Active Directory Security Review

Active Directory Security Review

Microsoft Active Directory is a key resource, holding the central store of user accounts and providing the means to harden your workstations and servers through Group Policies.
37% of breaches feature stolen or misused user accounts, so the first part of our Active Directory review is to identify if user accounts and passwords are being managed well in the organisation.

The second part of our Active Directory reviews establishes whether good security policies are enforced on devices and servers. This is one of the five technical controls recommended by the National Cyber Security Centre’s in their Cyber Essentials guidance for Small to Medium sized businesses.

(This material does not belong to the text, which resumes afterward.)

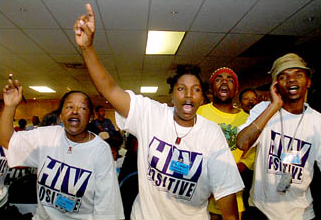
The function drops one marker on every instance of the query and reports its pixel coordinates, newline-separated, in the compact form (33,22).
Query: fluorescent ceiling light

We will perform the following tests:


    1. Verify the presence of Anti-Virus/Anti-malware
    2. Verify patch-levels
    3. Check for the presence of unnecessary or default services
    4. Identify user or machine accounts that:
      a. are using weak passwords in the NCSC Top 100k passwords list
      b. have not been used for long periods, and therefore may indicate staff who have left
      c. have elevated privileges
    5. Manually review Group Policies against best practices from Microsoft


Before we start any testing, we’ll agree on a formal testing Scope document with you. In this, we’ll agree on the Active Directory servers and domains that are in scope and how we will access those. In order to perform our tests we’ll need you to provide access to the servers, for example via VPN and appropriate credentials to view the Active Directory configuration.